Will that actually be the case? Fuck if I know, but I will say I’m glad Nakai’s chilling out, and picking himself back up. Although I’d be lying if I said that his new infatuation puts me at ease. That’s still a problem. That’s all I have to say about that.
I wonder if Shujin is funnier than he thinks, or if he’s actually as unfunny as he claims. Although Kaya is Biased, he got half the editorial team to chuckle. And I thought the fact that the 2009 humor divide with meta-irony and non-sequiturs being contrasted with old person humor is still hilarious because of how little has actually changed. This divide is even worse today. But with more memes and weirdness.
Saiko being just as partisan as Miura was mildly annoying, but not totally incomprehensible, so I let it slide, given how much Miura is shaking their career trajectory. Would I prefer Saiko have an ounce of impartiality? Sure. But I’m not expecting much from him, so it was good to have someone saying the quiet parts out loud.
Otherwise, it’s clear that Saiko and Shujin are both smarter than their editor, which actually fed the kishoutenketsu nicely because it made us assume that they were more right.
And I was giving the boys shit for conflating correlation with causation.
Which I should mention is a major problem here: everyone conflates the two in this chapter, including the reader.

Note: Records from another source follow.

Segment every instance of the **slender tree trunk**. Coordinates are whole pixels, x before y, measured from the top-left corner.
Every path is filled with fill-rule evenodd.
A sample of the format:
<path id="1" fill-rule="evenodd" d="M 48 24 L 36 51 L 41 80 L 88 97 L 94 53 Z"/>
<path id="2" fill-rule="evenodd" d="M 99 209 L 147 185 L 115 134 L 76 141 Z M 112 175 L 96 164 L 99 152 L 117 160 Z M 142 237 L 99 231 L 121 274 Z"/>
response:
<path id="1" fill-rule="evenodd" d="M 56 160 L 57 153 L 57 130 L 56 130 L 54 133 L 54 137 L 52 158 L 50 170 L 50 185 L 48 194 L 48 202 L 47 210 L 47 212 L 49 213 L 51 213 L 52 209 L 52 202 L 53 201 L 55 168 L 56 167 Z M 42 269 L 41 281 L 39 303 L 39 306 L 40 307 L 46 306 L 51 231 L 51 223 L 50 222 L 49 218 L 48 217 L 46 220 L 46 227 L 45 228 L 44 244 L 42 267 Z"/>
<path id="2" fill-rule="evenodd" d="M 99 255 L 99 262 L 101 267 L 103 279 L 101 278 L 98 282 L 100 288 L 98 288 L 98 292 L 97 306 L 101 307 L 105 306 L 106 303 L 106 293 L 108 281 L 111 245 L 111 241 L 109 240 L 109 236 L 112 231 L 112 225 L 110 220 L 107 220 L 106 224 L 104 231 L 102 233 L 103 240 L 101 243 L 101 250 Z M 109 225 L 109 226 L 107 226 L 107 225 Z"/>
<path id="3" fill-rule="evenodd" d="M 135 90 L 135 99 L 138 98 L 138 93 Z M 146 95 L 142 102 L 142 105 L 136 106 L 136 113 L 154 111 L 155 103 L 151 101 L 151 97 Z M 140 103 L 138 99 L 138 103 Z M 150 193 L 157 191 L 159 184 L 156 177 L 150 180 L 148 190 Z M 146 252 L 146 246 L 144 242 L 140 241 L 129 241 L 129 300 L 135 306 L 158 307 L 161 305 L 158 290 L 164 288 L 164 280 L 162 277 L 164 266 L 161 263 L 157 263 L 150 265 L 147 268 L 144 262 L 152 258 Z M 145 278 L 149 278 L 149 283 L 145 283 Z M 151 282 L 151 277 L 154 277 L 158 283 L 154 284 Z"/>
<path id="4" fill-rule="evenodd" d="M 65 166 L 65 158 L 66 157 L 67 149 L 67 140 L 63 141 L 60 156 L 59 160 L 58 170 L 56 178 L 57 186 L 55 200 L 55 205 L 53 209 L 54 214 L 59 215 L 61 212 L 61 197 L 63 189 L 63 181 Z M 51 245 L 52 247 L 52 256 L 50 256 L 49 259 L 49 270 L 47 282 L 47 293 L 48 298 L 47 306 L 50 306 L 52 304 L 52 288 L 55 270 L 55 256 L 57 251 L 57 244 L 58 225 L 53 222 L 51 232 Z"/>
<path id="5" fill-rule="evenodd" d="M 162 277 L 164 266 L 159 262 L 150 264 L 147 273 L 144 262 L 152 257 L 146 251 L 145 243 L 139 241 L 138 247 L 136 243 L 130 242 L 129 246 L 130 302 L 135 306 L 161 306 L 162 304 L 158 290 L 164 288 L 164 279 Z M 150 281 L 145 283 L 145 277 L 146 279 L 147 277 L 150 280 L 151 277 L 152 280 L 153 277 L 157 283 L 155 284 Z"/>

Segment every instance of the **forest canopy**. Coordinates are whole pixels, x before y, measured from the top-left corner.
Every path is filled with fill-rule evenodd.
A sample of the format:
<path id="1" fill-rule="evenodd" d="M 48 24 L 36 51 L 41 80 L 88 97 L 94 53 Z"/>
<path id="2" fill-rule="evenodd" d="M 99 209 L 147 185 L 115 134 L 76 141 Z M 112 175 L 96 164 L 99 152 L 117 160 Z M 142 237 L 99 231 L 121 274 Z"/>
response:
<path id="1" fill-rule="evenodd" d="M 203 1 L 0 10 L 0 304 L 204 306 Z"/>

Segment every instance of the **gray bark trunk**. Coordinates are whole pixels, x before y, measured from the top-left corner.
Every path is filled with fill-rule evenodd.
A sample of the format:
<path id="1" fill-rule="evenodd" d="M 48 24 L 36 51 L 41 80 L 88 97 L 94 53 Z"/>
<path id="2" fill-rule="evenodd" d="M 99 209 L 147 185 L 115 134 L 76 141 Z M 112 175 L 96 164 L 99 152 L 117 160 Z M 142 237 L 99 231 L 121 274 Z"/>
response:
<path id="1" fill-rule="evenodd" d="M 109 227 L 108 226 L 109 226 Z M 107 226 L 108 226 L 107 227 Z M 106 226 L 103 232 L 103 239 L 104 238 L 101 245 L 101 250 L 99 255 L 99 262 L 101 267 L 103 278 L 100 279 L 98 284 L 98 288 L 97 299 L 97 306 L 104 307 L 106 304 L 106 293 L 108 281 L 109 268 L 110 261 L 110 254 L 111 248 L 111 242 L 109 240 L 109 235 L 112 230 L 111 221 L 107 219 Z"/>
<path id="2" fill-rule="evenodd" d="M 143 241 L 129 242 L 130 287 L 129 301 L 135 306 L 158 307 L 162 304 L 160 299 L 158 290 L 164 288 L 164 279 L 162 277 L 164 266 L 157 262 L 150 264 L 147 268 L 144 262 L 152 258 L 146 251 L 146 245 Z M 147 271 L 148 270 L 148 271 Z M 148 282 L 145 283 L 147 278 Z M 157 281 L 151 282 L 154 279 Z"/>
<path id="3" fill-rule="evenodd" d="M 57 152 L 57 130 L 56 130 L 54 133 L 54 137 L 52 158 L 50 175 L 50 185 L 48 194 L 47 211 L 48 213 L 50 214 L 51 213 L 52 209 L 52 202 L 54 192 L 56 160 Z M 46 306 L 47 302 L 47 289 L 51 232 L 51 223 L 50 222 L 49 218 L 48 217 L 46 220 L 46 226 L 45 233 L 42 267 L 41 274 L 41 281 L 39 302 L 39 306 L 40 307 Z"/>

But the truth is that correlation is not causation. And it’s rule one of statistics. I played myself.
Anyway, let’s get to the finalish thoughts:
Ryu and Character Work
I guess Ryu is in fact going to be around a bit. Although we haven’t seen him yet. I’m perversely glad that Yamahisa finds him so contemptible only because like attracts like, but I have to wonder how long he’ll be in the narrative given that we haven’t even actually seen him yet.
I’ll put a pin in it for now.
The other thing which I think is unlike the manga itself is Shujin’s character work needing work. This goes back to Soul in the game. But I think if he puts a little more of himself in the work, then the character work will fix itself.
Because Bakuman is the definition of soul in the game, or at least autobiography and these characters are all vividly rendered.
One final note before I jump off, since I couldn’t find it anywhere else to put it: when Miura gives the boys their notes from the serialization meeting there is an insert of a coffee mug filled with coffee which seems like a call back to Chapter 8 when the boys met Hattori for the first time and assumed that good news = Tea and bad news = Coffee. Given that the news they got was not “good” news, but also not “bad news” I wonder if the choice to include coffee inserts was a subtle hint that it was mixed.
I’ll have to reread some other chapters to find out.